Manipulating the ERAD pathway to regulate GABAA receptor protein homeostasis

Abstract

GABAA (γ‐aminobutyric acid type A) receptors are major inhibitory ligand‐gated ion channels in the mammalian central nervous system. To function, GABAA receptors need to fold into their native structures, assemble correctly in the endoplasmic reticulum (ER), and traffic properly to plasma membrane. Terminally misfolded GABAA receptors are degraded through the ER associated protein degradation (ERAD) pathway. Extensive ERAD leads to loss of function of GABAA receptors, causing idiopathic epilepsy. We intend to manipulate the ERAD pathway to regulate GABAA receptor protein homeostasis in the cell, as a therapeutic strategy to ameliorate idiopathic epilepsy.

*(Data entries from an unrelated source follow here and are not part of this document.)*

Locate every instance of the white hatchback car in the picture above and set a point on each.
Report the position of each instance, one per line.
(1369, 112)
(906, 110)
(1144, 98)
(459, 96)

A number of critical ERAD factors were enriched after the immunoprecipitation of GABAA receptors followed by affinity purification‐mass spectrometry analysis using HEK293 overexpressing GABAA receptors. Inhibition of critical ERAD factors increased the total protein expression level for both wild type α1β2γ2 and α1(A322D)β2γ2 GABAA receptors. However, trafficking and function of GABAA receptors were only enhanced with selective ERAD factor inhibition for α1(A322D)β2γ2 GABAA receptors. It appears that selective ERAD factor inhibition upregulates both cellular folding and cellular trafficking capacity. Manipulation of the ERAD pathway might be a general strategy to ameliorate a variety of ion channel misfolding diseases.